Sync the remote directory to /home/local/directory, deleting any excess files.

rclone sync -i remote:directory /home/local/directory

Setting up your own HDFS instance for testing

You may start with a manual setup or use the docker image from the tests:

If you want to build the docker image

git clone https://github.com/rclone/rclone.git
cd rclone/fstest/testserver/images/test-hdfs
docker build --rm -t rclone/test-hdfs .

Or you can just use the latest one pushed

docker run --rm --name "rclone-hdfs" -p 127.0.0.1:9866:9866 -p 127.0.0.1:8020:8020 --hostname "rclone-hdfs" rclone/test-hdfs

NB it need few seconds to startup.

For this docker image the remote needs to be configured like this:

[remote]
type = hdfs
namenode = 127.0.0.1:8020
username = root

You can stop this image with docker kill rclone-hdfs (NB it does not use volumes, so all data uploaded will be lost.)

Modified time

Time accurate to 1 second is stored.

Checksum

No checksums are implemented.

Usage information

You can use the rclone about remote: command which will display filesystem size and current usage.

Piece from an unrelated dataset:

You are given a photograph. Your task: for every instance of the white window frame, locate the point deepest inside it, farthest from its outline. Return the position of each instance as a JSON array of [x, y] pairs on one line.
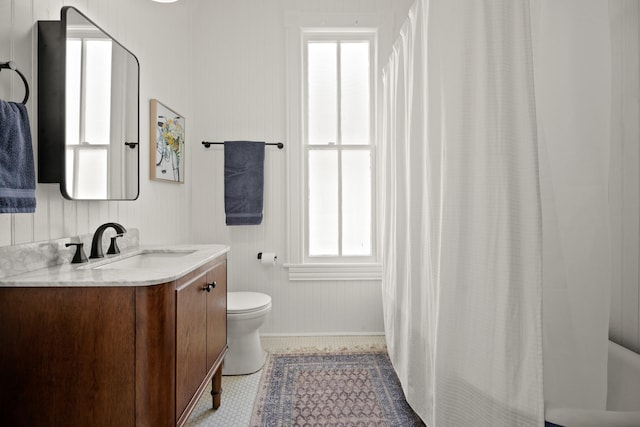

Restricted filename characters

In addition to the default restricted characters set the following characters are also replaced:

Character Value Replacement
: 0x3A

Invalid UTF-8 bytes will also be replaced.

Limitations

  • No server-side Move or DirMove.
  • Checksums not implemented.

{{< rem autogenerated options start" - DO NOT EDIT - instead edit fs.RegInfo in backend/hdfs/hdfs.go then run make backenddocs" >}}

Standard Options

Here are the standard options specific to hdfs (Hadoop distributed file system).

--hdfs-namenode

hadoop name node and port

  • Config: namenode
  • Env Var: RCLONE_HDFS_NAMENODE
  • Type: string
  • Default: ""
  • Examples:
    • "namenode:8020"
      • Connect to host namenode at port 8020

--hdfs-username

hadoop user name

  • Config: username
  • Env Var: RCLONE_HDFS_USERNAME
  • Type: string
  • Default: ""
  • Examples:
    • "root"
      • Connect to hdfs as root

Advanced Options

Here are the advanced options specific to hdfs (Hadoop distributed file system).

--hdfs-encoding

This sets the encoding for the backend.

See: the encoding section in the overview for more info.

  • Config: encoding
  • Env Var: RCLONE_HDFS_ENCODING
  • Type: MultiEncoder
  • Default: Slash,Colon,Del,Ctl,InvalidUtf8,Dot

{{< rem autogenerated options stop >}}